Cette mise en cause éventuelle serait la première dans ce vaste dossier consacré à la manière –critiquée, encore aujourd’hui– dont les autorités françaises ont anticipé puis géré quotidiennement l’épidémie de coronavirus qui a fait au moins 115.000 morts en France, selon Santé publique France.

Manque d’équipements de protection pour les soignants et pour la population, errements sur la nécessité ou non de porter des masques, etc. : la CJR, seule instance habilitée à juger des ministres dans l’exercice de leurs fonctions, a reçu depuis le début de l’épidémie au moins 14.500 plaintes, selon le procureur général près la Cour de cassation François Molins mercredi.

Un certain nombre d’entre elles visent Agnès Buzyn, désormais haut responsable à l’Organisation mondiale de la Santé, et qui avait géré au sein du gouvernement les débuts de l’épidémie.

Celle qui avait notamment déclaré le 24 janvier 2020 que « les risques de propagation du coronavirus dans la population sont très faibles » — l’analyse peut « évoluer », reconnaissait-elle aussi–, avait quitté le gouvernement moins d’un mois plus tard pour briguer, en vain, la mairie de Paris. Elle avait été remplacée par Olivier Véran.

« Tsunami »

Peu après le premier tour des élections municipales, cette hématologue de formation avait créé un tollé en qualifiant le scrutin de « mascarade » et en déclarant qu’elle « savai(t) que la vague du tsunami était devant nous » au moment de son départ du ministère.

Des propos confirmés par la suite en juin 2020 devant la commission d’enquête de l’Assemblée nationale sur la gestion de la crise sanitaire: elle avait indiqué avoir alerté l’Élysée et Matignon en janvier sur le « danger » potentiel du coronavirus.

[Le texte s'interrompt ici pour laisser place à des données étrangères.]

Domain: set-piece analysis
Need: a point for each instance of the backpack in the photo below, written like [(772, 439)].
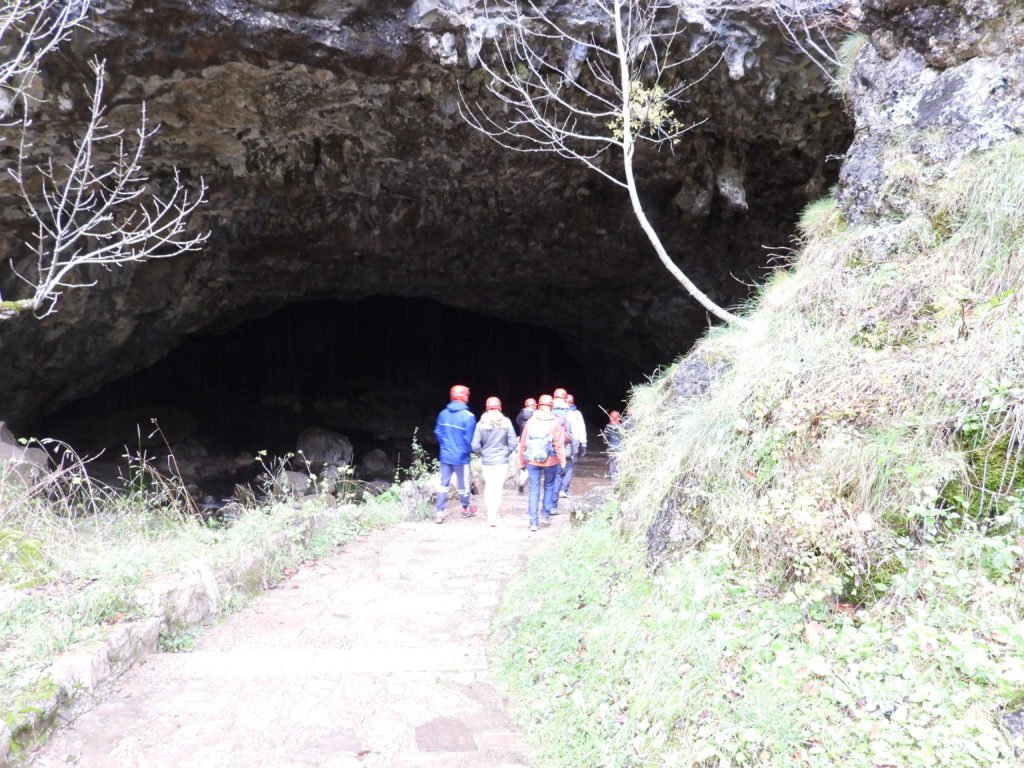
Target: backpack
[(563, 417), (539, 448)]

Mme Buzyn est désormais convoquée vendredi par les magistrats de la CJR, qui enquêtent depuis juillet 2020 sur cette gestion gouvernementale de la crise.

Sa commission des requêtes, qui fait office de filtre, avait alors estimé que neuf plaintes étaient recevables et les avait transmises à la commission d’instruction.

Depuis, d’autres plaintes ont été jugées recevables et jointes à l’enquête, tandis que des perquisitions ont été menées mi-octobre 2020 par les enquêteurs de l’Oclaesp (Office central de lutte contre les atteintes à l’environnement et à la santé publique) et de l’Oclciff (Office central de lutte contre la corruption et les infractions financières et fiscales).

Ces perquisitions ont visé les domiciles et bureaux du ministre de la Santé Olivier Véran, de l’ancien Premier ministre Edouard Philippe et des ex-membres du gouvernement Agnès Buzyn, Sibeth Ndiaye, mais aussi le directeur général de la Santé Jérôme Salomon et la directrice générale de Santé Publique France, Geneviève Chêne.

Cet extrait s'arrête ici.